I really only have one criticism of these first three Hainish/Ekumen novels, and it’s at its strongest only half-hearted. Le Guin as an author wrote these books in a voice that, to me, sounds a little look-down-your-nosish. Let me give an example or two. Le Guin often deals with cultural power conflicts in her works, but they are never really the same each time. Sometimes the powerful group will be brown skinned. Sometimes the more numerous culture will be white, but will have a cultural or natural disadvantage. But whoever is the less culturally evolved group, Le Guin often writes them as the more provocative, more hot-headed, and more prone to violence. Le Guin certainly does not write "Great White Hope" type stories, and does show quite a bit of cultural sensitivity, but in this sense the literary tools, for example, from the era of European expansion in Africa are here. In this book the turning point that doomed the Tevar was the attack on Agat. In the story Wold did not hold back in telling other Tevars what Agat had told him. And Rolery never really was a viable woman for any of the Tevars anyway, since she was born out of season.
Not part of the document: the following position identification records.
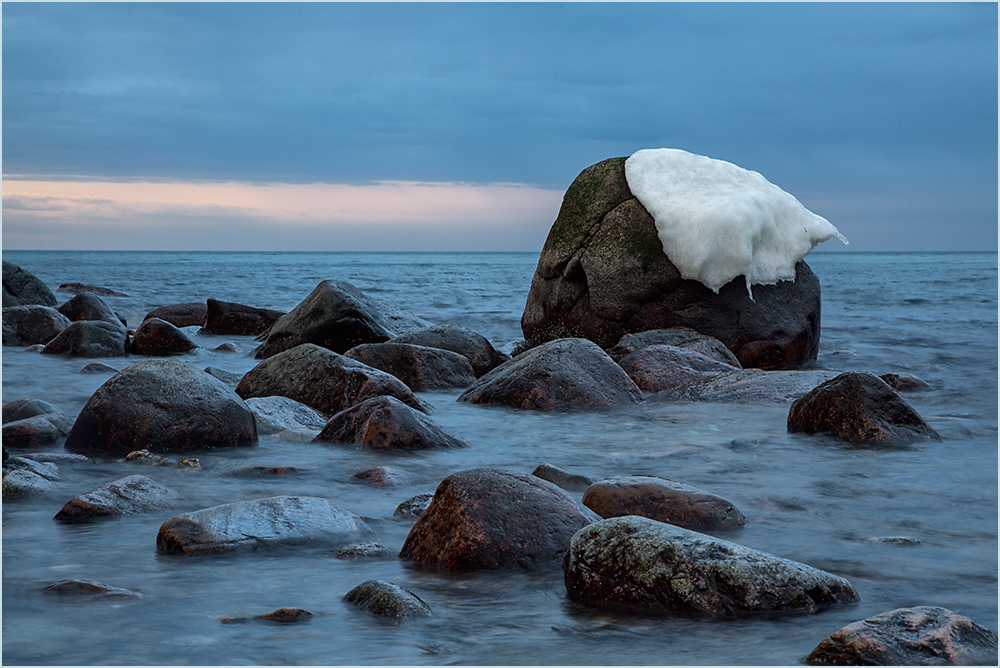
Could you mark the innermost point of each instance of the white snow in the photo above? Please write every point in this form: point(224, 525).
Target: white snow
point(717, 221)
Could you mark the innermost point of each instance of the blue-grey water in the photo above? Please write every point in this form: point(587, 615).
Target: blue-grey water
point(807, 498)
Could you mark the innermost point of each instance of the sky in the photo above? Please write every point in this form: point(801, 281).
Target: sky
point(458, 127)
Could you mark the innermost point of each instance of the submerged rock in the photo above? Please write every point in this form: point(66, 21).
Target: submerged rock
point(385, 599)
point(32, 324)
point(157, 337)
point(180, 315)
point(602, 273)
point(22, 287)
point(920, 636)
point(338, 316)
point(420, 367)
point(161, 405)
point(131, 495)
point(322, 380)
point(660, 367)
point(386, 423)
point(494, 519)
point(639, 563)
point(662, 500)
point(271, 523)
point(558, 375)
point(680, 337)
point(89, 338)
point(462, 340)
point(238, 319)
point(858, 408)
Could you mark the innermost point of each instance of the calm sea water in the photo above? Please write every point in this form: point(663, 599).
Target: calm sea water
point(807, 499)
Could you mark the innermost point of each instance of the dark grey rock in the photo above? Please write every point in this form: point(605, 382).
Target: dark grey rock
point(639, 563)
point(162, 405)
point(271, 523)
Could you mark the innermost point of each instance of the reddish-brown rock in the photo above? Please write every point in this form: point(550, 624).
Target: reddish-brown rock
point(664, 501)
point(495, 519)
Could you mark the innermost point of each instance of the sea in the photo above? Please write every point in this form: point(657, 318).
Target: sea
point(908, 526)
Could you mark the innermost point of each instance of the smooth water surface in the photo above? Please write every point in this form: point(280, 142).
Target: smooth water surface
point(811, 499)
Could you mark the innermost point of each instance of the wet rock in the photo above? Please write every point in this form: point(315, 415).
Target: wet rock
point(228, 377)
point(98, 367)
point(337, 316)
point(37, 431)
point(78, 288)
point(904, 382)
point(420, 367)
point(680, 337)
point(322, 380)
point(131, 495)
point(89, 338)
point(749, 386)
point(146, 458)
point(494, 519)
point(368, 550)
point(263, 472)
point(413, 507)
point(19, 409)
point(229, 318)
point(859, 408)
point(920, 636)
point(32, 324)
point(636, 562)
point(88, 306)
point(161, 405)
point(660, 367)
point(186, 314)
point(157, 337)
point(385, 599)
point(89, 589)
point(559, 375)
point(385, 423)
point(271, 523)
point(602, 273)
point(462, 340)
point(21, 287)
point(557, 476)
point(664, 501)
point(277, 414)
point(382, 476)
point(279, 616)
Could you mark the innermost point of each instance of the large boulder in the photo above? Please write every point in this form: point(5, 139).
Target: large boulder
point(559, 375)
point(921, 636)
point(602, 273)
point(161, 405)
point(681, 337)
point(271, 523)
point(420, 367)
point(322, 380)
point(31, 324)
point(338, 316)
point(22, 287)
point(635, 562)
point(462, 340)
point(89, 338)
point(859, 408)
point(184, 314)
point(130, 495)
point(495, 519)
point(386, 423)
point(660, 367)
point(664, 501)
point(238, 319)
point(155, 337)
point(88, 306)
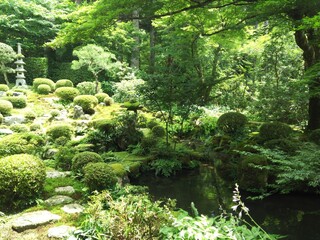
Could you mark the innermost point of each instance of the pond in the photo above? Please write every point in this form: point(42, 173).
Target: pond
point(294, 215)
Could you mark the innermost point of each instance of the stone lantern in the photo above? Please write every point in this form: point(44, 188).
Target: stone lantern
point(20, 78)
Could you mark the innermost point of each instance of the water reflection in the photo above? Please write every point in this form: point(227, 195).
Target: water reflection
point(297, 216)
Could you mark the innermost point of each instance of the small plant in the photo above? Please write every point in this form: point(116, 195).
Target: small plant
point(99, 176)
point(22, 178)
point(44, 89)
point(67, 93)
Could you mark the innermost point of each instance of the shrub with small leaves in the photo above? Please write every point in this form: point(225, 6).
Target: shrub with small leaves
point(43, 89)
point(87, 102)
point(232, 123)
point(274, 130)
point(47, 81)
point(101, 96)
point(64, 83)
point(22, 178)
point(59, 130)
point(5, 107)
point(4, 87)
point(67, 93)
point(99, 176)
point(80, 160)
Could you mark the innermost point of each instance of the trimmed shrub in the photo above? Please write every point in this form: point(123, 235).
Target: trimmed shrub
point(252, 175)
point(232, 123)
point(80, 160)
point(101, 96)
point(67, 93)
point(5, 107)
point(274, 130)
point(99, 176)
point(64, 83)
point(87, 88)
point(17, 102)
point(4, 87)
point(158, 131)
point(60, 130)
point(87, 102)
point(44, 89)
point(22, 177)
point(108, 101)
point(20, 143)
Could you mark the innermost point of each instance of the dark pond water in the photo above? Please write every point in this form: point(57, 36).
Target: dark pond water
point(295, 215)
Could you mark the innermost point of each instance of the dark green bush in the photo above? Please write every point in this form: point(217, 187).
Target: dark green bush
point(44, 89)
point(80, 160)
point(253, 173)
point(101, 96)
point(17, 102)
point(232, 123)
point(47, 81)
point(158, 131)
point(22, 178)
point(4, 87)
point(87, 102)
point(59, 130)
point(5, 107)
point(67, 93)
point(36, 67)
point(20, 143)
point(99, 176)
point(64, 83)
point(274, 130)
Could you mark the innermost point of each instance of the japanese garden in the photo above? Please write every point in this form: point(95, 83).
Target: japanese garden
point(157, 119)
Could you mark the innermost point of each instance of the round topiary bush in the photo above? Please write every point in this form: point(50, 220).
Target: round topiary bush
point(232, 123)
point(87, 102)
point(4, 87)
point(5, 107)
point(43, 89)
point(80, 160)
point(22, 178)
point(274, 130)
point(99, 176)
point(64, 83)
point(39, 81)
point(17, 102)
point(67, 93)
point(158, 131)
point(101, 96)
point(60, 130)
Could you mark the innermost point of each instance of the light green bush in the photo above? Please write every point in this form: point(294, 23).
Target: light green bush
point(99, 176)
point(22, 178)
point(60, 130)
point(44, 89)
point(4, 87)
point(5, 107)
point(64, 83)
point(87, 102)
point(39, 81)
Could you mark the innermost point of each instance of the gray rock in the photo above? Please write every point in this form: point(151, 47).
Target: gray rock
point(33, 220)
point(65, 190)
point(4, 131)
point(60, 232)
point(73, 208)
point(58, 200)
point(16, 119)
point(57, 174)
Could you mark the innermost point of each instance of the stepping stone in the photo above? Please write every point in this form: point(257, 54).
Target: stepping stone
point(61, 232)
point(58, 200)
point(73, 208)
point(65, 190)
point(33, 220)
point(57, 174)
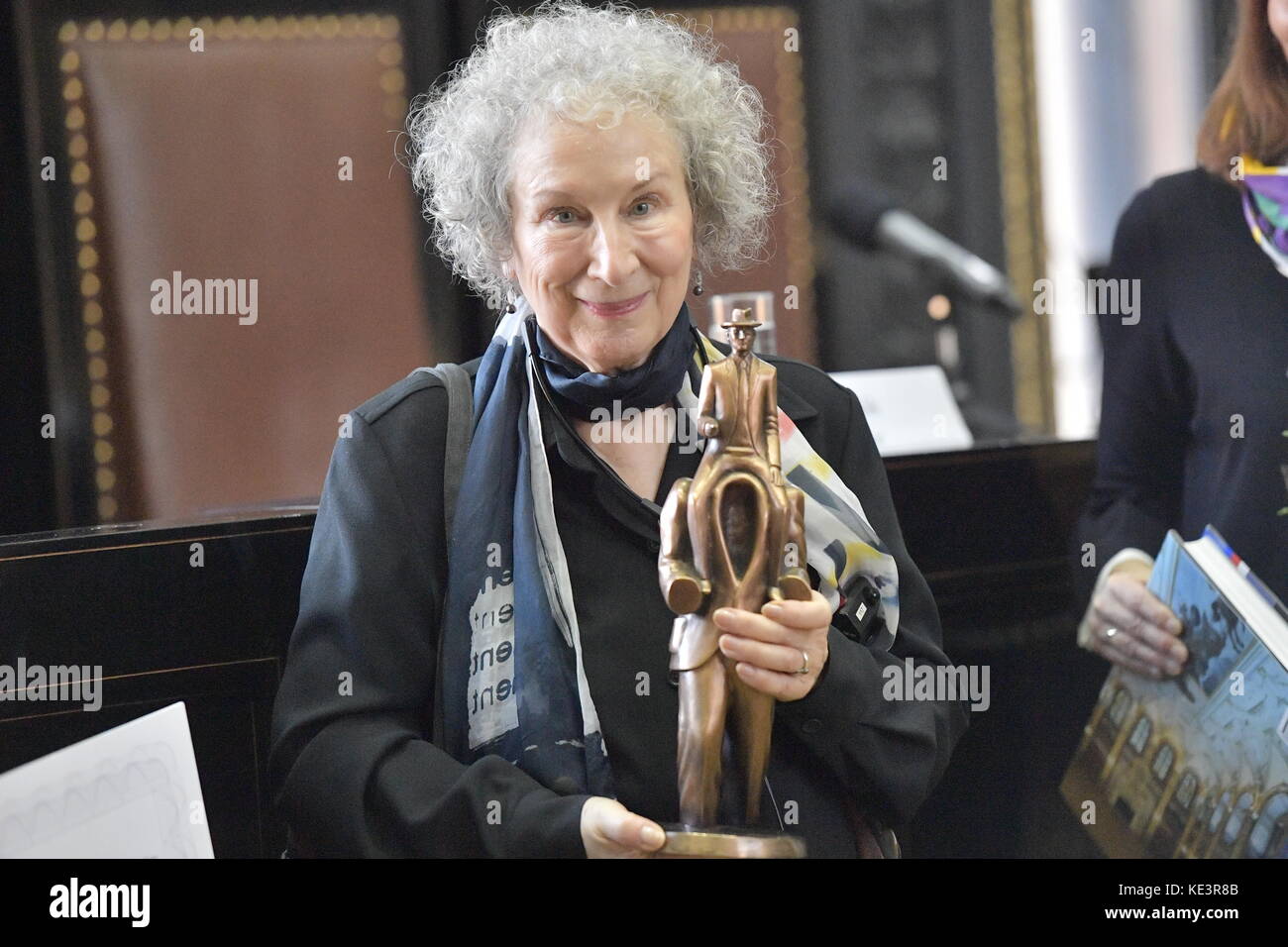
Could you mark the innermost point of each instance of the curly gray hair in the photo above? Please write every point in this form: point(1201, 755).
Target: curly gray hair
point(581, 62)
But the Tevar men savaged Agat anyway in a fit of animalistic aggression, and combined with other attributes of the Tevar, namely their reproductive cycles, it paints a picture of an animalistic race of men that needs to be saved by the Farborn. Maybe that is the reality of the story. It certainly ties in with a tale where the background question is, "are these changes evidence of evolution, or devolution?" But since both races were against such astronomical odds anyway, why not bring some synthesis to the story earlier and see what happens then? Anyway, I’m sure Le Guin could point me to thousands of similar examples from Earth's history, and I do not mean to criticize her writing style, or her literary process. I just want to point out a criticism that has occurred to me before.
Still, give this one a shot. It's pretty good. And do not read it without getting Rocannon's World and City of Illusions as well. They should be read together.